I'd post this as new thread, but apparently someone had a great idea of not allowing users to make threads. So here goes:
After tinkering for a bit with replays, I found a proper way to parse replay.details file inside replay MPQ. I'm posting it here because there is no information about this part of replays on the internet (apart from obviously incomplete info like
http://code.google.com/p/starcraft2replay/wiki/ReplayDetails ): replay sites that are working are hoarding what they know to themselves (to kill off competition?). This file has data in it, that is stored in a data serialization format very similar to JSON, apart from the fact that JSON is text format while replay.details is binary. User data of MPQ archive (the MPQ\x1b part) is also using this format, while in beta it was just plain binary. Basically, whole file can be translated into array of values that are either arrays or scalars (strings or numbers). Any modern language can work natively with these values so working on replays becomes a simple and enjoyable task.
Before I start explaining format, I'll first describe how integers are stored in replays. Blizzard chose a variable-length format (different from the one used in in other parts of replays by the way, why?) that is in a way similar to utf8: a number consists of a number of bytes; a byte that has 0 in most significant bit is the last one. So, to read a number, you read bytes until you encounter the one less than 0x80, and put their 7 least significant bytes into your variable, first byte at offset 0, second - at offset 7, third - at 14, etc. Least significant bit of result is sign (two's complements were a bit too difficult for talented sc2 team?). Shift result right by one byte and multiply by -1 if least significant bit was set. This is the number stored in replay. I am very sure it is the correct way to handle it because I got numbers like 144000000000 (decimal) from some replays, as well as 1337 (each player had this number attached to him in beta). I'll refer to this format as VLF (variable length format) later on. Here are few examples:
bytes values (dec)
===== ============
00 => 0
01 => 0
02 => 1
03 => -1
04 => 2
7e => 63
7f => -63
80 => INVALID (last byte must have most significant bit set)
80 00 => 0 (but you'll never find it in replays since 0 can be represented by just 00)
80 01 => 64
81 01 => -64
82 01 => 65
80 02 => 128
81 02 => -128
80 80 80 10 => 16777216
Now, replay.details format itself is pretty simple. It consists of one data type marker followed by data itself. Data type marker is a single byte and can have following values:
02: Binary data. 02 is followed by size of binary data in VLF after that comes data itself; in most cases it's text in utf8. 02 12 41 55 54 4F 4D 41 54 49 43 is a string AUTOMATIC.
04: An array. 04 is alway followed by 01 00, after that there is number of elements in array in VLF, and elements follow. Each element is a data type marker followed by data, all in same format.

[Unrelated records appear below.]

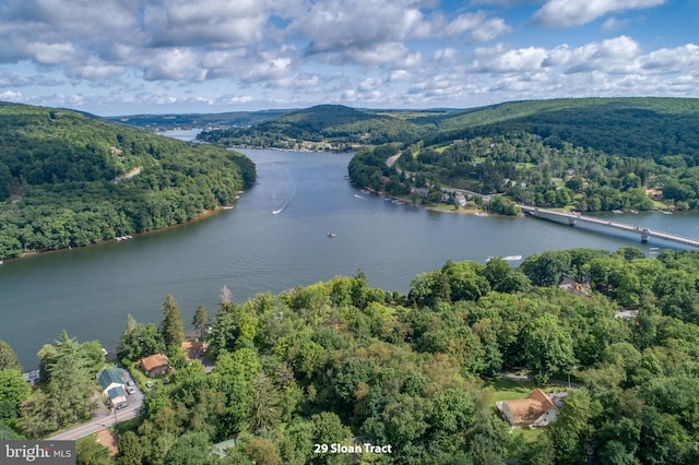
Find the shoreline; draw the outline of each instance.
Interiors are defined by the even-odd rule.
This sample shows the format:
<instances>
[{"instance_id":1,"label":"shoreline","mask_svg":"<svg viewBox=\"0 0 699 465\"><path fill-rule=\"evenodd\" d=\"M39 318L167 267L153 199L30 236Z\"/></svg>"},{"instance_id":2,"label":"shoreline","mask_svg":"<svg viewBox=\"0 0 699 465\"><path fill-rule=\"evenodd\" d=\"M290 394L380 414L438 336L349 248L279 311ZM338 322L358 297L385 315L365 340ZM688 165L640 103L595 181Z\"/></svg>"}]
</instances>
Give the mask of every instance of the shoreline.
<instances>
[{"instance_id":1,"label":"shoreline","mask_svg":"<svg viewBox=\"0 0 699 465\"><path fill-rule=\"evenodd\" d=\"M99 242L92 242L92 243L87 243L85 246L75 246L75 247L69 246L69 247L64 247L62 249L49 249L49 250L42 250L42 251L23 252L20 257L0 259L0 263L9 263L9 262L13 262L15 260L22 260L22 259L32 259L34 257L44 255L44 254L47 254L47 253L69 252L71 250L73 250L73 249L78 250L78 249L85 249L85 248L88 248L88 247L104 246L105 243L109 243L109 242L120 242L120 241L123 241L123 240L131 240L131 239L135 239L137 237L141 237L141 236L145 236L145 235L150 235L150 234L154 234L154 233L161 233L161 231L164 231L164 230L167 230L167 229L177 228L177 227L180 227L180 226L187 226L187 225L192 224L192 223L201 222L201 220L206 219L210 216L216 215L216 214L218 214L218 213L221 213L223 211L230 210L230 208L228 208L228 206L230 206L230 205L217 205L214 210L204 210L199 215L192 217L191 219L188 219L185 223L176 223L174 225L164 226L164 227L157 228L157 229L149 229L149 230L143 231L143 233L131 233L129 235L115 236L111 239L104 239L104 240L100 240ZM131 237L127 238L127 236L131 236ZM118 239L118 238L126 238L126 239Z\"/></svg>"}]
</instances>

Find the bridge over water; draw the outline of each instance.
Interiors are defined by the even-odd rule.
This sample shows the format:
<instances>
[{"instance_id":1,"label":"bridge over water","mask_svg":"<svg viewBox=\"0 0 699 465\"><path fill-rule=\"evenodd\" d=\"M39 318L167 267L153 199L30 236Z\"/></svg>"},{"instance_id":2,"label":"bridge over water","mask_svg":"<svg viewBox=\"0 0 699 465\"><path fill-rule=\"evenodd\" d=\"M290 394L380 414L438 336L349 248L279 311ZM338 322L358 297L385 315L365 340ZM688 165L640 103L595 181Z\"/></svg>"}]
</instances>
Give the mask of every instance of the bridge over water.
<instances>
[{"instance_id":1,"label":"bridge over water","mask_svg":"<svg viewBox=\"0 0 699 465\"><path fill-rule=\"evenodd\" d=\"M699 248L699 240L691 239L684 236L677 236L673 234L667 234L663 231L659 231L655 229L649 229L640 226L628 225L625 223L609 222L606 219L592 218L590 216L583 216L578 213L564 213L564 212L555 212L553 210L537 208L535 206L521 205L518 206L524 212L526 215L540 217L544 219L552 219L560 223L567 223L569 226L599 226L602 228L602 231L605 228L608 228L608 234L614 234L615 231L623 231L626 234L630 234L631 236L639 236L641 242L647 243L649 239L659 239L663 241L679 243L685 247L695 247Z\"/></svg>"}]
</instances>

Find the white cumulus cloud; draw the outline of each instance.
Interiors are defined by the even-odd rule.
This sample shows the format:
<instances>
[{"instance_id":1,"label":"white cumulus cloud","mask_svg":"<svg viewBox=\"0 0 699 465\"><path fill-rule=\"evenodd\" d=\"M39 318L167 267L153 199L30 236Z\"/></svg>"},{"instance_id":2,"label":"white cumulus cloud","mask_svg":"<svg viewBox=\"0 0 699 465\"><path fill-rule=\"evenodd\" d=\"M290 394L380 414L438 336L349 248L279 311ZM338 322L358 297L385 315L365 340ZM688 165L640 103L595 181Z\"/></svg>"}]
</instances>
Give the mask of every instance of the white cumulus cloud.
<instances>
[{"instance_id":1,"label":"white cumulus cloud","mask_svg":"<svg viewBox=\"0 0 699 465\"><path fill-rule=\"evenodd\" d=\"M666 0L548 0L534 21L547 27L585 24L609 13L657 7Z\"/></svg>"}]
</instances>

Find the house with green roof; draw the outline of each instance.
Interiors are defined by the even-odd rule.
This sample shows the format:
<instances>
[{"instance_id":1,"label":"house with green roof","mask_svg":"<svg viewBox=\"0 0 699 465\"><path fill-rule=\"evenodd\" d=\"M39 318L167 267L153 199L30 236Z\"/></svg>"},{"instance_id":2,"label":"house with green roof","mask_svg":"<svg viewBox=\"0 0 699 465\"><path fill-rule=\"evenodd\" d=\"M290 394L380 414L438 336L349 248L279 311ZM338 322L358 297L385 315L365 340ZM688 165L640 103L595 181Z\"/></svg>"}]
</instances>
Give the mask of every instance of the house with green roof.
<instances>
[{"instance_id":1,"label":"house with green roof","mask_svg":"<svg viewBox=\"0 0 699 465\"><path fill-rule=\"evenodd\" d=\"M97 382L102 388L102 393L109 400L109 405L114 408L122 408L129 405L127 402L126 384L123 382L123 370L119 368L105 368L97 373Z\"/></svg>"}]
</instances>

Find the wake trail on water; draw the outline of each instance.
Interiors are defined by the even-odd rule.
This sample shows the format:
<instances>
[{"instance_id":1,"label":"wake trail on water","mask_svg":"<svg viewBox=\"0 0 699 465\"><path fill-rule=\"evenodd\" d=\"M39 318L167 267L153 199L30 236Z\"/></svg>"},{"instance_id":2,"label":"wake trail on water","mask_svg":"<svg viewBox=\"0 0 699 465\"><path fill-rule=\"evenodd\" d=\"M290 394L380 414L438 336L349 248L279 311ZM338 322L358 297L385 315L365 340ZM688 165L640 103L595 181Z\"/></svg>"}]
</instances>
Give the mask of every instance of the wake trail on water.
<instances>
[{"instance_id":1,"label":"wake trail on water","mask_svg":"<svg viewBox=\"0 0 699 465\"><path fill-rule=\"evenodd\" d=\"M282 213L284 208L286 208L288 204L292 203L292 201L296 196L296 182L294 182L294 180L292 179L292 175L288 172L288 169L283 169L283 171L286 175L286 179L288 180L288 183L292 186L292 192L286 199L286 202L284 202L280 208L272 211L272 215L277 215Z\"/></svg>"}]
</instances>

05: An array. Followed by number in VLF which indicates how many pairs will follow -- a pair consists of array element index in VLF and element itself (data type marker followed by data).
06: A number. Its value follows in one byte.
07: A number. Its value follows in four bytes.
09: A number. Its value follows in VLF.
Here are examples:
binary data (right align) equivalent in JSON
========================= ==================
02 04 68 69 => "hi"
05 02 00 02 04 68 69 => ["hi"]
05 04 00 02 04 68 69 02
02 04 68 69 => ["hi","hi"]
05 06 00 09 02 02 09 04
08 09 06 => [1,2,null,3]
05 04 00 05 02 09 02 02
05 02 09 04 => [[1],[2]]
05 04 00 06 01 02 07 02
00 00 00 => [1,2]
Here is an example of random parsed replay.details I downloaded:
[[["IdrA",[1,844300288,1,null,693604],"Zerg",[255,22,128,0],2,1,100,0,2],["Silver",[1,844300288,1,null,445448],"Terran",[255,0,66,255],0,0,0,0,1]],"Lost Temple","",["Minimap.tga"],1,129251921670000000,-144000000000,"","","",[<unrealted unreadable binary data>],0,4,2]
It's very easy to work with and part of program that works with binary data not only becomes small but it almost doesn't change when blizz releases new version of replays. You can see that [255,22,128,0] is color, "Silver" is player name, "Lost Temple" is map name, and after studying some other replays it's easy to notice that last digit in player array is team number and 129251921670000000 is date.